Alex Walker

Personal information
- Date of birth: 25 April 1984 (age 41)
- Place of birth: Bellshill, Scotland
- Position(s): Defender

Youth career
- –2003: Rangers

Senior career*
- Years: Team / Apps / (Gls)
- 2003–2005: Rangers / 2 / (0)
- 2004: → Clyde (loan) / 15 / (1)
- 2005–2010: Greenock Morton / 84 / (4)
- 2010: → Brechin City (loan) / 3 / (0)
- 2010–2011: East Stirlingshire / 18 / (1)

= Alex Walker (footballer, born 1984) =

Scottish footballer

Alexander Walker (born 25 April 1984) is a Scottish former professional footballer.
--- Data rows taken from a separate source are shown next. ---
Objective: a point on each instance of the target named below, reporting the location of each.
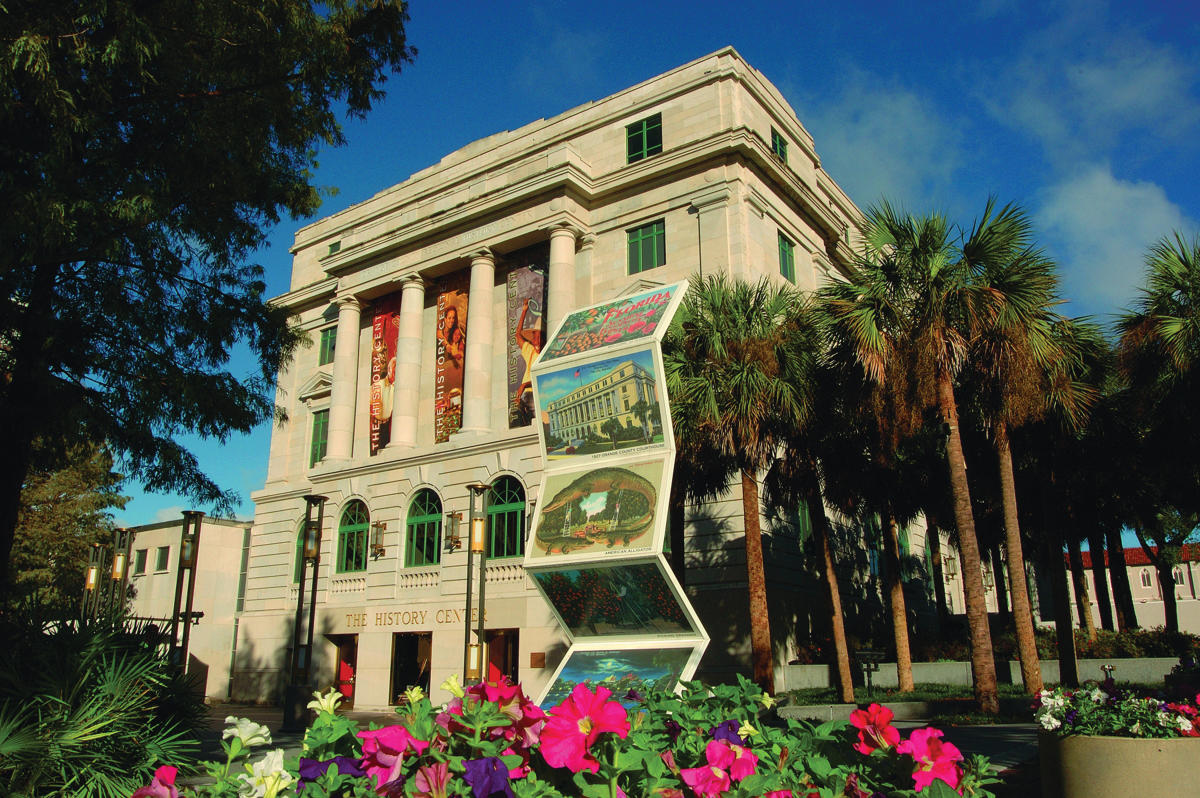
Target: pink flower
(383, 753)
(875, 730)
(161, 786)
(708, 781)
(933, 759)
(574, 726)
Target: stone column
(406, 408)
(477, 390)
(561, 292)
(343, 395)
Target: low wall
(1147, 670)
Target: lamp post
(294, 712)
(474, 654)
(189, 552)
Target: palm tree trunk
(1122, 597)
(1023, 611)
(1083, 595)
(756, 581)
(935, 551)
(815, 504)
(1099, 579)
(983, 664)
(897, 603)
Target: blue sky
(1086, 113)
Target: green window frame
(328, 342)
(647, 246)
(779, 145)
(786, 258)
(423, 535)
(505, 519)
(643, 138)
(352, 538)
(319, 437)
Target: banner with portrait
(526, 325)
(450, 358)
(383, 369)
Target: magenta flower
(874, 729)
(384, 750)
(574, 726)
(933, 759)
(162, 785)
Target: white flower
(247, 731)
(325, 702)
(267, 778)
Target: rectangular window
(647, 247)
(319, 437)
(786, 258)
(779, 145)
(328, 341)
(643, 138)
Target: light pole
(189, 551)
(474, 655)
(294, 713)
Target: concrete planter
(1117, 767)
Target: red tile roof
(1135, 556)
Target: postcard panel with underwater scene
(621, 321)
(627, 672)
(610, 509)
(621, 600)
(606, 408)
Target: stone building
(426, 305)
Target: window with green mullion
(643, 138)
(786, 258)
(424, 539)
(319, 437)
(647, 246)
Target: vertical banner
(526, 292)
(451, 353)
(384, 330)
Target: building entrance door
(409, 663)
(347, 665)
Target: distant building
(220, 589)
(426, 305)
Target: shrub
(87, 708)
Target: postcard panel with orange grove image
(611, 510)
(621, 321)
(604, 408)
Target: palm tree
(910, 309)
(736, 375)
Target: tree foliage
(144, 150)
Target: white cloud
(1099, 227)
(885, 141)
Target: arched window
(352, 538)
(505, 519)
(423, 541)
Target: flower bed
(490, 739)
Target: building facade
(220, 570)
(426, 306)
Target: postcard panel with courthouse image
(642, 316)
(603, 511)
(604, 408)
(627, 672)
(619, 600)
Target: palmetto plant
(88, 708)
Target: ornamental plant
(490, 739)
(1105, 711)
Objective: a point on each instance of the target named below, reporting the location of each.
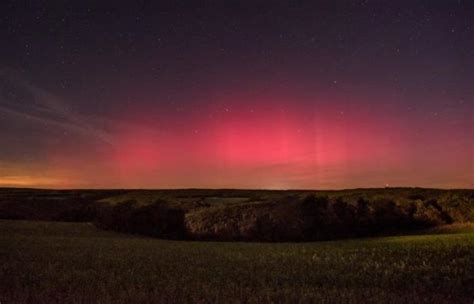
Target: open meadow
(58, 262)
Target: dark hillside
(246, 215)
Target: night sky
(237, 94)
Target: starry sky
(237, 94)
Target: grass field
(55, 262)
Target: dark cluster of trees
(157, 219)
(274, 216)
(328, 219)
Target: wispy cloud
(24, 100)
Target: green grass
(47, 262)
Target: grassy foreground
(54, 262)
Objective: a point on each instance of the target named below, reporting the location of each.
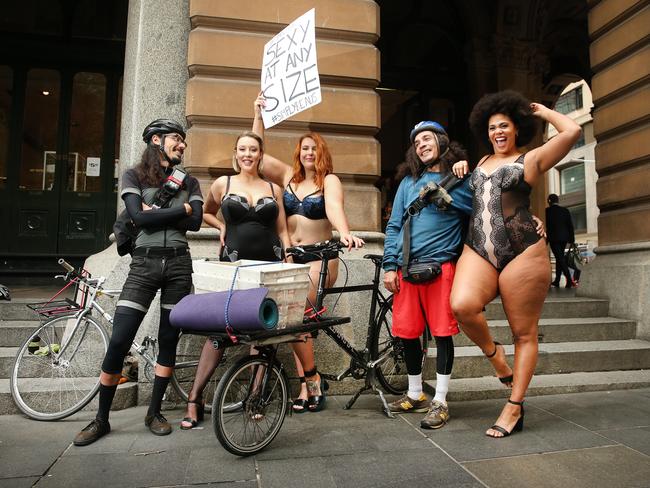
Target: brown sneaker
(437, 416)
(91, 432)
(158, 424)
(407, 404)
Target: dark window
(572, 178)
(579, 217)
(6, 83)
(38, 157)
(86, 132)
(570, 101)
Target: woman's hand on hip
(351, 241)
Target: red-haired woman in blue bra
(313, 200)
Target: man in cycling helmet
(161, 261)
(434, 238)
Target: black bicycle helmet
(162, 126)
(439, 133)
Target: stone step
(555, 358)
(126, 396)
(564, 330)
(545, 384)
(7, 355)
(558, 307)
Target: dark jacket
(559, 226)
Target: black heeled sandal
(503, 379)
(299, 404)
(519, 426)
(200, 411)
(315, 402)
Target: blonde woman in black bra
(313, 200)
(503, 254)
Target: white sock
(415, 386)
(442, 387)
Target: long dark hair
(416, 167)
(149, 170)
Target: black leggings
(444, 357)
(125, 327)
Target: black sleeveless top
(250, 230)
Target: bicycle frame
(359, 359)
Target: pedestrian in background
(559, 229)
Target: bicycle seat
(375, 258)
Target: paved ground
(574, 441)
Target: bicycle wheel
(62, 376)
(250, 405)
(391, 371)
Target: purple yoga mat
(248, 310)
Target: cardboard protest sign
(290, 79)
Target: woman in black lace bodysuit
(503, 254)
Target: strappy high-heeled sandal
(200, 411)
(316, 391)
(503, 379)
(300, 404)
(519, 426)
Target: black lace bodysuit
(250, 230)
(501, 226)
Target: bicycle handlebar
(65, 265)
(316, 248)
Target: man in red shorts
(436, 238)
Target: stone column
(155, 76)
(620, 60)
(155, 70)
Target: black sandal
(200, 410)
(519, 426)
(503, 379)
(299, 404)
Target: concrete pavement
(573, 440)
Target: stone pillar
(155, 70)
(155, 75)
(620, 60)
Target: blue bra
(311, 207)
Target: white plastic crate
(255, 271)
(288, 284)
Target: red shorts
(415, 306)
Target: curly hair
(506, 102)
(149, 170)
(455, 153)
(323, 164)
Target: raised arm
(273, 169)
(543, 158)
(333, 191)
(212, 205)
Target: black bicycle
(252, 397)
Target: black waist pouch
(422, 271)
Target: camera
(434, 193)
(172, 185)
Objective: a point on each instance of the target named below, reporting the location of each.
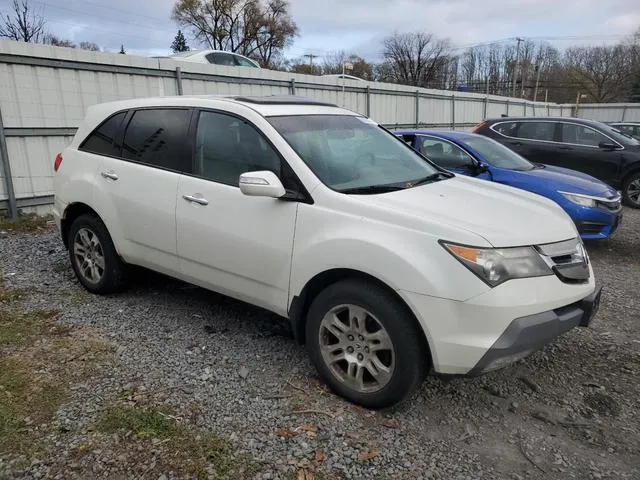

Walker has previously played for Rangers and Greenock Morton, as well as having loan spells at Clyde and Brechin City. He played mainly as a defender, although he also played in midfield.

==Career==
He began his career at Rangers, where he made 2 appearances. Walker made his senior league début in a 1–0 win over Motherwell at Fir Park, coming off the bench to replace Hamed Namouchi. Walker had a six-month loan spell at Clyde in which he made his Bully Wee début in a 1–0 victory at Broadwood Stadium against Ross County. During this time, Walker won the SFL young player of the month award for September 2004. After his short-term deal at Broadwood, Walker went to Sweden for a couple of months but decided to come back home. he joined Morton in July 2005. Walker made his Morton début in a 3–2 (AET) Challenge Cup win over Gretna, in which assistant boss at Morton, Derek Collins, and later-to-be teammate Ryan McGuffie played for the opposition. His senior league debut was the following week against Raith Rovers, in which Morton triumphed 2–0 in front of 3,222 fans. He signed a new contract in May 2009, for another year at Morton. Being out of contract in the summer, and struggling for fitness, Walker was loaned to Brechin City for three months in January 2010. Walker suffered a recurrence of a groin injury, where he underwent surgery but remained at Brechin until April. He was released at the end of the 2009–10 season. After his release from Morton, Walker decided to go part-time and was signed up by ex-manager Jim McInally at East Stirlingshire for the 2010–11 season.